Muchos pasarán estas fechas formando parte activa de una tradición que, a mi parecer, es la mejor terapia de grupo que pueda existir. Basta cruzarse en la calle con conocidos para que un “Feliz Navidad” te salga de forma espontánea de esa gran bolsa de generosidad que llenamos entre polvorones y roscos y que nos hace sentir más buenos y dichosos dejando para el resto de meses del año lo que pueda afearnos un corazón enmelado con sirope de arce lapón.

Resulta que no todos los “Feliz Navidad” tienen el mismo peso emocional, pues no todos los emisores de este deseo están capacitados para imprimir estas dos palabras con la tinta de la sinceridad y no todos los receptores son aptos para filtrar la humildad que se necesita para que dejen de ser un tópico más de la mecánica de nuestras relaciones sociales.

Me explico con el siguiente micro relato donde se puede evaluar el uso de este saludo navideño con o sin aliño.

Era pequeña, con una enmarañada cabellera de rubios rizos tras la que se escondían los remiendos de su viejo abrigo de paño. La nieve le mantenía mojados los mocasines de tela, unos calzados encontrados en el último contenedor visitado en busca del desperdicio de una sociedad que ignoraba la presencia anónima de la infeliz mientras se emborrachaban de la lujuria y del consumismo más absurdo. Unos dedos pequeños, morados por el frío, asomaban por los agujeros de unos guantes raídos, regalo de la solidaridad fluyente de golpes de pechos cuajados de cadenas y medallas de santos.

María, así se llamaba. El nombre se lo pusieron en los servicios sociales antes de ser ofrecida en una sucesión de acogidas fallidas. Tenía doce años y deambulaba por las calles solitarias del pueblo. Su cuerpo, enjuto y menudo, apenas dejaba huellas sobre la nieve presa de la anorexia obligada por la desgana de sentirse parte del fondo del contenedor.
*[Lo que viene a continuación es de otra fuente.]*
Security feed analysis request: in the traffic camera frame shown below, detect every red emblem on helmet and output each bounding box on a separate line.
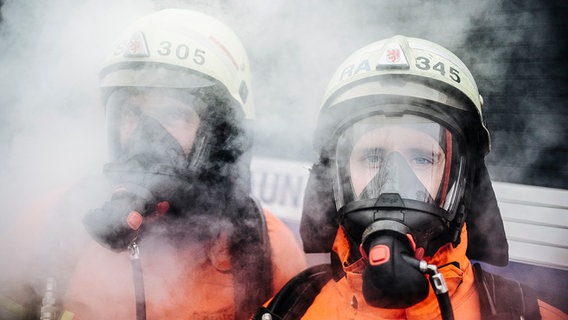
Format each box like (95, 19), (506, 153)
(387, 49), (400, 63)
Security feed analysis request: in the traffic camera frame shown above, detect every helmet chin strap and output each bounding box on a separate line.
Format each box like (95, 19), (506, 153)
(359, 224), (453, 320)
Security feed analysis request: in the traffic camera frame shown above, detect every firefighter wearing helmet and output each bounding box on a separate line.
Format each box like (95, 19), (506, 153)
(0, 9), (305, 319)
(255, 36), (561, 319)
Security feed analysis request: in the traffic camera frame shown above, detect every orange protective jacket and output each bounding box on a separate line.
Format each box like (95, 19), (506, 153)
(0, 184), (306, 320)
(302, 227), (567, 320)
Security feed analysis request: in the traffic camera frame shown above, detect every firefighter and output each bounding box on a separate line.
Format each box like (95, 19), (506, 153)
(0, 9), (305, 319)
(254, 36), (566, 320)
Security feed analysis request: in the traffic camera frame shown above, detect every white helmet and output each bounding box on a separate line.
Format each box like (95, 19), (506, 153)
(100, 9), (254, 119)
(300, 36), (507, 264)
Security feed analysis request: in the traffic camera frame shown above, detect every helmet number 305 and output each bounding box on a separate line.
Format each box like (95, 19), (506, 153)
(416, 57), (461, 83)
(158, 41), (205, 65)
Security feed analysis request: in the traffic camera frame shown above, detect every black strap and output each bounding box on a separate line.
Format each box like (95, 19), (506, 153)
(473, 263), (542, 320)
(252, 264), (334, 320)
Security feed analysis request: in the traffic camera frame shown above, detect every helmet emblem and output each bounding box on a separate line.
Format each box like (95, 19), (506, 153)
(124, 31), (150, 57)
(387, 48), (400, 63)
(376, 42), (410, 70)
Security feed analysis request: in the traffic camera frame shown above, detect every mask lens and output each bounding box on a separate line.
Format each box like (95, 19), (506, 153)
(336, 115), (461, 209)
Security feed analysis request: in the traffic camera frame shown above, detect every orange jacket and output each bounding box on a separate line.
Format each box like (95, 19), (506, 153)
(302, 227), (567, 320)
(0, 182), (306, 320)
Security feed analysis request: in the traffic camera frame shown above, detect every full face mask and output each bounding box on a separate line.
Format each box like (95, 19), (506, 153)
(333, 115), (466, 308)
(85, 88), (207, 251)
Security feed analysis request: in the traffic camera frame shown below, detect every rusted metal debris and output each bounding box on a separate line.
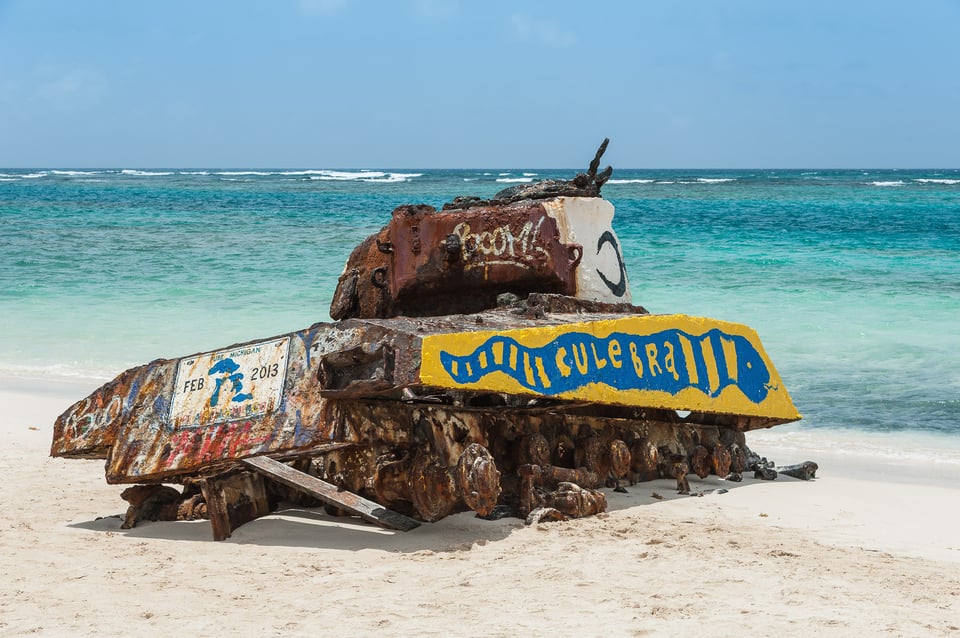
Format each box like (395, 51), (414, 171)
(51, 141), (815, 539)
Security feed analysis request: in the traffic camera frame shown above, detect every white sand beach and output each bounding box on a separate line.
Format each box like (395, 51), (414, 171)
(0, 379), (960, 636)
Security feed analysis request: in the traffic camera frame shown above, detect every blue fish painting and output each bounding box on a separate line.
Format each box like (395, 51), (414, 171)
(440, 328), (774, 404)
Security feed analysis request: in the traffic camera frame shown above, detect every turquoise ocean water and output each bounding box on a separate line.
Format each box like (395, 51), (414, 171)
(0, 169), (960, 464)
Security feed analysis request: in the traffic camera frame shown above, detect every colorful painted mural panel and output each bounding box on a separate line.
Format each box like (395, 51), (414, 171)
(421, 315), (800, 420)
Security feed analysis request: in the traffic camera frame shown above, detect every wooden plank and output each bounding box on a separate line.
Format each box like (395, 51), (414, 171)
(241, 456), (420, 532)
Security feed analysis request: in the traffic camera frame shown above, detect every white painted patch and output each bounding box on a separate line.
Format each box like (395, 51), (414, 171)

Al llegar a la alameda de la iglesia, María fue cruzándose con las personas que salían de la misa del gallo. Se cruzó primero con varios señores de largos abrigos oscuros y grandes sombreros que les delataban como personajes influyentes y singulares, la joven levantó una de sus manos y pronunció un “Feliz Navidad” lo más dulce que pudo a pesar de tener los labios agrietados del frío…no hubo respuesta alguna.

Lo intentó de nuevo con varias señoras de gruesos abrigos y coloridas bufandas, todas ellas hicieron gala de su alta alcurnia girando las testas al paso de la andrajosa joven; por supuesto hicieron caso omiso al “Feliz Navidad” hiriente de la plebeya.

Por fin, al llegar al templo, se dio de bruces con el cerrojazo de la cancela, lo cual le impidió solicitar caridad al párroco. Contrariada por su error de cálculo, María volvió sobre sus pasos en busca del centro social donde pasar la noche. Al llegar al final de la alameda, María oyó un villancico que hablaba de un pequeño tamborilero. El sonido provenía del interior de una vivienda humilde; se acercó a una pequeña ventana y vio cómo, alrededor de un brasero, pequeños y mayores cantaban y sonreían. La puerta se abrió, lo que sorprendió a la joven, y un anciano se acercó a María invitándola a pasar al interior. María, recordó en ese momento la nula respuesta de los señores de abrigos largos y grandes sombreros, también le vino a la mente la reacción de las señoras de alta alcurnia y coloridas bufandas.

En ese momento María oyó una voz dulce, llena de vida y de verdad que le decía… “Feliz Navidad”.